Why did the Houston Chronicle and the San Antonio Express-News investigate the Southern Baptist Convention? There are several other Baptist denominations, so why the Southern Baptists? Alternatively, why didn’t they choose to probe the Episcopalians, Lutherans, Methodists, or Presbyterians?
Let’s take a wild guess. It’s for the same reason the media, until now, have focused exclusively on the Catholic Church: both Churches are known for their orthodox Christian teachings on sexuality. If they can be discredited, their moral voice will be compromised. One would have to be ideologically blind not to see what’s going on.
Why did Kristof tee it up for the president of the Union Theological Seminary? Because he knew she would feed his narrative. This New York-based institution has long been home to “progressive” thinkers, including dissident Catholic theologians (it has even employed those who have been banned from teaching at Catholic colleges due to their wholesale rejection of Catholicism).
More substantively, Kristof’s thesis—masculinity is related to sexual abuse—is so spurious that even he admits to its flaw.
For starters, he summarizes his argument by citing the Catholic Church’s male clergy and the “submissive” role occupied by females, but then a light goes off in his head. If this is the case, he wonders, then why haven’t most of the victims in the Catholic Church been women and girls?

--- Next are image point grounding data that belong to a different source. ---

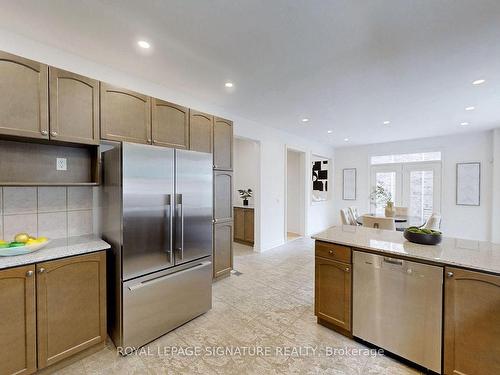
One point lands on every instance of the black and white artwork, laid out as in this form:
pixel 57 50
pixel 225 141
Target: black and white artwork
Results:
pixel 468 184
pixel 320 168
pixel 349 184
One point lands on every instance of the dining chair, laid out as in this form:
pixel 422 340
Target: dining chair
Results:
pixel 386 223
pixel 433 222
pixel 401 211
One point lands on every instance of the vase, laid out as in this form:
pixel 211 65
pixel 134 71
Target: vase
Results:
pixel 390 211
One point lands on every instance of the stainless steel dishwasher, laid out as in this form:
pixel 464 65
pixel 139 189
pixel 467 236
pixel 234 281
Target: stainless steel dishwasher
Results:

Here is how he puts it. “It’s complicated, of course, for many of the Catholic victims were boys….” Actually, there is nothing complicated about it—he is simply wrong. Masculine priests, those who are naturally attracted to females, account for very little of the sexual abuse.
Kristof can’t even get this little bit right. The vast majority, 81 percent, of the victims were male. That’s not “many”—it’s most. And they were not boys: 78 percent were postpubescent; adolescents are properly regarded as young men. But to admit this is to admit that homosexual priests are responsible for the lion’s share of the abuse. And no one at the New York Times is going to admit to this verity.
The Catholic Church needs more masculine priests, not fewer. To put it differently, though matters are better today, for many years the Church had too many priests who were either effeminate or sexually immature. We’ve seen where that got us.